The claim that Cheney and her Democratic counterparts are batting for the same team came in contrast with the congresswoman’s simultaneous introduction Thursday of legislation challenging Biden’s recent executive order on energy production.
Gaetz also attacked Cheney for the role her father, former Vice President Dick Cheney, played in the wars in Iraq and Afghanistan. He disparagingly called Liz Cheney a “neocon,” saying she advocated unnecessary wars in the Middle East.
“The neocons say we got to fight them abroad so we don’t have to fight them at home,” Gaetz said. “I was going to say that maybe we ought to fight the neocons at home so we don’t have to fight them in Washington, D.C. But that’s problem, isn’t it, because the neocons are home at Washington, D.C.”
“The real cowboys, I guess, fought the Indians so they could use the land, but what are America’s soldiers even fighting for that Liz Cheney sends around the world?” he added. “Places that most Americans couldn’t even point to on a map.”
Much of the event followed Trump’s rally playbook, with talking points mirroring the former president’s bombastic public comments. Trump frequently expressed his contempt for Cheney while he was president, telling his supporters shortly before they stormed the Capitol on Jan. 6: “We’ve got to get rid of the weak congresspeople, the ones that aren’t any good, the Liz Cheneys of the world.”

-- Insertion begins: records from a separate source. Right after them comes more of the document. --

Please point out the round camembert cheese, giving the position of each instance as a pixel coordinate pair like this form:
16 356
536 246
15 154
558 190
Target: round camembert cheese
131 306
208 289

At one point, Gaetz even echoed Trump’s disdain for developing countries in a dig at Congress, saying: “A nation that sends its best to fight in the worst nations in the world should not send its worst to be its representatives in the United States Congress.”
Cheney’s team has largely brushed off Gaetz’ attacks, with one member of her office telling CNN this week: “Rep. Gaetz can leave his beauty bag at home. In Wyoming, the men don’t wear make-up.” (The dig is an apparent reference to Gaetz’s use of makeup in an HBO documentary about his time in office).
In a statement to POLITICO, former Wyoming State Rep. Amy Edmonds put it equally bluntly Thursday: “Wyoming doesn’t like it when outsiders come into our state and try to tell us what to do.”